People typically head to Chicago parks to go for a walk or a jog, play sports or otherwise unwind.
Now, they can also pick up their latest goods from Amazon.
The e-commerce giant recently began installing lockers in Chicago parks, and says the lockers are a benefit to the community.
In a statement to WTTW News, an Amazon spokesperson said:
“We have been working closely with the Chicago Park District since 2020 to add Amazon Lockers following requests from the District for this added benefit for the community. The focus of our partnership has been to provide park patrons and community members with access to a secure and convenient delivery option.”
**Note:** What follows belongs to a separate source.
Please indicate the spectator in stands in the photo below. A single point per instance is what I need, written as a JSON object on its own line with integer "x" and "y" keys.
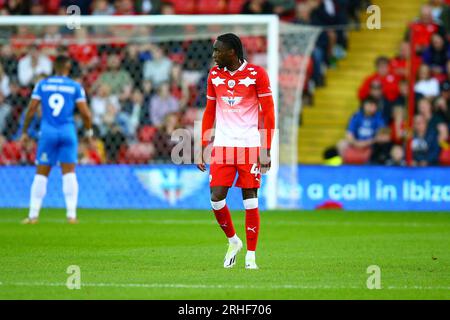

But that so-called convenience has proven controversial.
Juanita Irizarry, executive director of Friends of the Parks, says her organization has experienced an “unusual, extremely high volume” of inquiries from people expressing concerns about how they can get involved in the fight against Amazon lockers in parks.
“You go to the park for recreational activities,” Irizarry said. “Escape from the mundane day-to-day, to look at trees and the lakefront. Not to do commerce or look at lockers. It’s an assault on the physical and mental health of Chicagoans.”
The plan for these Amazon hubs is to be in about 100 locations; the Chicago Park District says 46 have so far been installed, and four have been removed by Amazon amid community reaction.
In a statement last week, the park district highlighted five supporters of the lockers.
One supporter is Ald. Patrick Thompson (11th Ward), who said, “I commend the Park District for trying to creatively generate new revenue for our parks. Not only do the Amazon Lockers provide a benefit for our neighbors who utilize the lockers, it also generates revenue that goes directly into funding park programs for our children.”
Irizarry believes public pressure needs to continue.
“Beyond the specific question around Amazon lockers, this is a good opportunity for Chicagoans who have been mobilized by this to keep asking the question of commercialization around Chicago,” Irizarry said. “A lot of people find it useful or convenient, but that doesn’t mean the park is the right place for them.”
Note: “Chicago Tonight” invited a representative from the Chicago Park District to join this conversation, but they were unavailable. We also reached out to a couple of City Council members who support the lockers in Chicago parks, but they also declined our invitation.